クラウドファンディングを実施することにより、〔1〕ネット上で様々な意見や要望を取り入れることができ、製品のブラッシュアップにつながった、〔2〕意見を取り入れながら製作過程を公開することで、販売前から自社製品のファンを作ることができた、〔3〕雑誌の記事等で取り上げられて、コストをかけて広告宣伝を実施する必要がなくなった、等の効果があった。

他方で、資金提供者にはお礼が必要であるが、資金提供者が個人であり、その対応には手間がかかる。専任担当者を張り付けるような事業ではないため、本業をしながらの対応にはそれなりに苦労があった。

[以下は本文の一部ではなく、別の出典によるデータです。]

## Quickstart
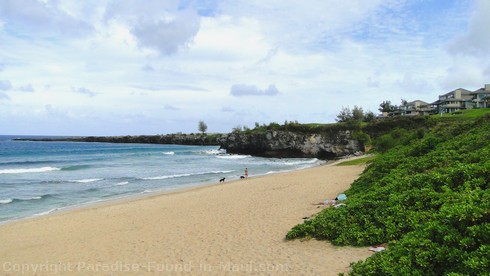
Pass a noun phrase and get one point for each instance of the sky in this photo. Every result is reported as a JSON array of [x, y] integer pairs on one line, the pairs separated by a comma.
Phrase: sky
[[131, 67]]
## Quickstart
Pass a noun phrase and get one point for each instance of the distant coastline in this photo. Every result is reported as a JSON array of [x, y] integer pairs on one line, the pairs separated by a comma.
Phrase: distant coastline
[[176, 139]]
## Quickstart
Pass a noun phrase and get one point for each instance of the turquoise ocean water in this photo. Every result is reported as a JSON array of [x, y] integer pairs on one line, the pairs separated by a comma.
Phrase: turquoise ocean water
[[38, 178]]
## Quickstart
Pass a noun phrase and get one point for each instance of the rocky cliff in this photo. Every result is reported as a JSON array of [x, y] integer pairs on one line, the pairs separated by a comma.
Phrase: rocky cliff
[[291, 144]]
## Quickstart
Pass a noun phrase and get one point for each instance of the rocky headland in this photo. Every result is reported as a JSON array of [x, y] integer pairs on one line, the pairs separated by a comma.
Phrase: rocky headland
[[271, 143]]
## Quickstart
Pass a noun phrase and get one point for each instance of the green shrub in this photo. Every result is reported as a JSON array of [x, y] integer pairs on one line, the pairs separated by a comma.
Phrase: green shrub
[[426, 196]]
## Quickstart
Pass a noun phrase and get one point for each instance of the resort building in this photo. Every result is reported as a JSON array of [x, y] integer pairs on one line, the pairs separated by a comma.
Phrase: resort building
[[481, 97], [415, 108], [454, 101], [451, 102]]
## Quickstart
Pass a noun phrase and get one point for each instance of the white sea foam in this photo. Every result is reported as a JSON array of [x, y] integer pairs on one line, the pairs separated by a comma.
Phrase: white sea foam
[[29, 170], [46, 212], [88, 180], [212, 152], [166, 176], [233, 156], [6, 201]]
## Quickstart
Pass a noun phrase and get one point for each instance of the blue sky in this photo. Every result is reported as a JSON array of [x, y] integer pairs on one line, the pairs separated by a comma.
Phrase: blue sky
[[107, 67]]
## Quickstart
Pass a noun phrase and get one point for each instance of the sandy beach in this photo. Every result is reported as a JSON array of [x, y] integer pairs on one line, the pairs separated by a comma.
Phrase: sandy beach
[[233, 228]]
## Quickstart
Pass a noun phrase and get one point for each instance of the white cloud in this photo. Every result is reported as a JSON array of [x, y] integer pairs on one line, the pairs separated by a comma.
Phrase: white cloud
[[161, 66], [84, 91], [476, 41], [5, 85], [41, 18], [252, 90]]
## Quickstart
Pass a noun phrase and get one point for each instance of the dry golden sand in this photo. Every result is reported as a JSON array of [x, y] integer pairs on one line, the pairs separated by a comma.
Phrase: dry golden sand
[[232, 228]]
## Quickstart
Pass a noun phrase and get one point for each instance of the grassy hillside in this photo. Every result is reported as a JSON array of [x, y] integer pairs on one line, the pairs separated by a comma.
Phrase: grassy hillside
[[426, 196]]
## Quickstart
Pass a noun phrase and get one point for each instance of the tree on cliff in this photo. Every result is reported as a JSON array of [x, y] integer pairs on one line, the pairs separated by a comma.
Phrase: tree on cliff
[[202, 127]]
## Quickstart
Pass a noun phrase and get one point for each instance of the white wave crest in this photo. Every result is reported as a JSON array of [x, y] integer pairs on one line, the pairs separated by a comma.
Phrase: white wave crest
[[165, 176], [88, 180], [301, 162], [233, 156], [183, 175], [213, 151], [46, 212], [29, 170], [6, 201]]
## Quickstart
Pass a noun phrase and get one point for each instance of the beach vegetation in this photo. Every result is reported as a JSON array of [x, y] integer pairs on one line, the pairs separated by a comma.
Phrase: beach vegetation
[[203, 127], [359, 161], [424, 196]]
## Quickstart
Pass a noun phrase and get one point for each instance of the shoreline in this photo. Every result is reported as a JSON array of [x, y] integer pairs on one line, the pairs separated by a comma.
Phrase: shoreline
[[236, 226], [142, 195]]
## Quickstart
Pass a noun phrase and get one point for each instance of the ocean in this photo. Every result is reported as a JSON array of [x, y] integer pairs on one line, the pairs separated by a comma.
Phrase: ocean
[[38, 178]]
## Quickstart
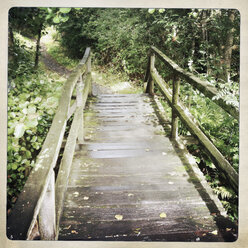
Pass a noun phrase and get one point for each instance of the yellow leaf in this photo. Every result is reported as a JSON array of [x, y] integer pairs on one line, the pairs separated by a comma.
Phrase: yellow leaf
[[119, 217], [163, 215]]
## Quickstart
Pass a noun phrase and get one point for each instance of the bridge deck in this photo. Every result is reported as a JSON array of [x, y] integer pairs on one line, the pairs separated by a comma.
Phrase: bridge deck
[[128, 182]]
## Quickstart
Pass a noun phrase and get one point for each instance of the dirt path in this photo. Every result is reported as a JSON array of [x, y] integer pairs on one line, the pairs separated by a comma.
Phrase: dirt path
[[51, 63]]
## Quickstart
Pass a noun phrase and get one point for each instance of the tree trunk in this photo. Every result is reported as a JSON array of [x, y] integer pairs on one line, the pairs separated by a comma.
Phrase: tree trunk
[[229, 47], [37, 53]]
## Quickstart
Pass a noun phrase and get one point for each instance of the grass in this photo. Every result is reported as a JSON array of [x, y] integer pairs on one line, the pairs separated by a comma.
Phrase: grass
[[54, 49], [117, 82]]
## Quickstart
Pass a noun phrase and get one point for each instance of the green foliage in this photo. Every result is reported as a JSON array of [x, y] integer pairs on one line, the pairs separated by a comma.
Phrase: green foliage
[[21, 60], [32, 101], [58, 53]]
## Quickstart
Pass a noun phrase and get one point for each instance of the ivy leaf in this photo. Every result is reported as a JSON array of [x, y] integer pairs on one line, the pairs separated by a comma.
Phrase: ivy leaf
[[19, 130], [56, 19], [64, 10], [30, 123], [163, 215], [119, 217], [151, 11]]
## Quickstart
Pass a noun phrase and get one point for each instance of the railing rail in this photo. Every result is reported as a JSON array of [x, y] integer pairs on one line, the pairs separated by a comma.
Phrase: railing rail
[[39, 204], [180, 111]]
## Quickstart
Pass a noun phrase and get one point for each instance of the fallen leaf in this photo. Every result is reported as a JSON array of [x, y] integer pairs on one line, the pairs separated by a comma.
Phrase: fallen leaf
[[119, 217], [68, 227], [76, 194], [163, 215], [215, 232]]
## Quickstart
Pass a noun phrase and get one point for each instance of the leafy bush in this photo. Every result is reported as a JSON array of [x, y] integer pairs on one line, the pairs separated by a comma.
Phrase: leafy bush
[[31, 107]]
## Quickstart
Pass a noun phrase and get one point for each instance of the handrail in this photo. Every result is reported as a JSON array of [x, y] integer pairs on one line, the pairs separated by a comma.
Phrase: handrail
[[38, 196], [180, 111]]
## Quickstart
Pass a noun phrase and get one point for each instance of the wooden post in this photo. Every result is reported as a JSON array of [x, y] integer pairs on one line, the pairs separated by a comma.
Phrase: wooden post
[[150, 83], [47, 218], [88, 71], [175, 96]]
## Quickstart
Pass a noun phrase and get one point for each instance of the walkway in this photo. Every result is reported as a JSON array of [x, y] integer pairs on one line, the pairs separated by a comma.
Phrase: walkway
[[128, 182]]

クラウドファンディングを利用したことで、本業にも効果があり、会社としてのPRにつながった。実際にスマートフォン向けカバーの製造のオファーにもつながり、引き合いも増加した。同社の売上のうち自社製品の売上は8%程を占めている。部品製造に比べると自社製品は利益率が高いため、収益構造の改善にもつながっている。

この自社製品の開発以降も、クラウドファンディングによる新製品開発を2013年に行い、2014年には当初から製品の構想があった、スマートフォン向けアクセサリーの「くるみる」を開発した。

こうした製品開発の実績により、医療機器を扱う商社から医療器具の製品開発の相談があり、大学との共同研究という形での新製品開発が進んでおり、同社の夢であった医療分野への進出に歩みを進めている。

このようにクラウドファンディングには同社の資金調達は多様化するとともに、自社製品開発を進める一歩にもなっている。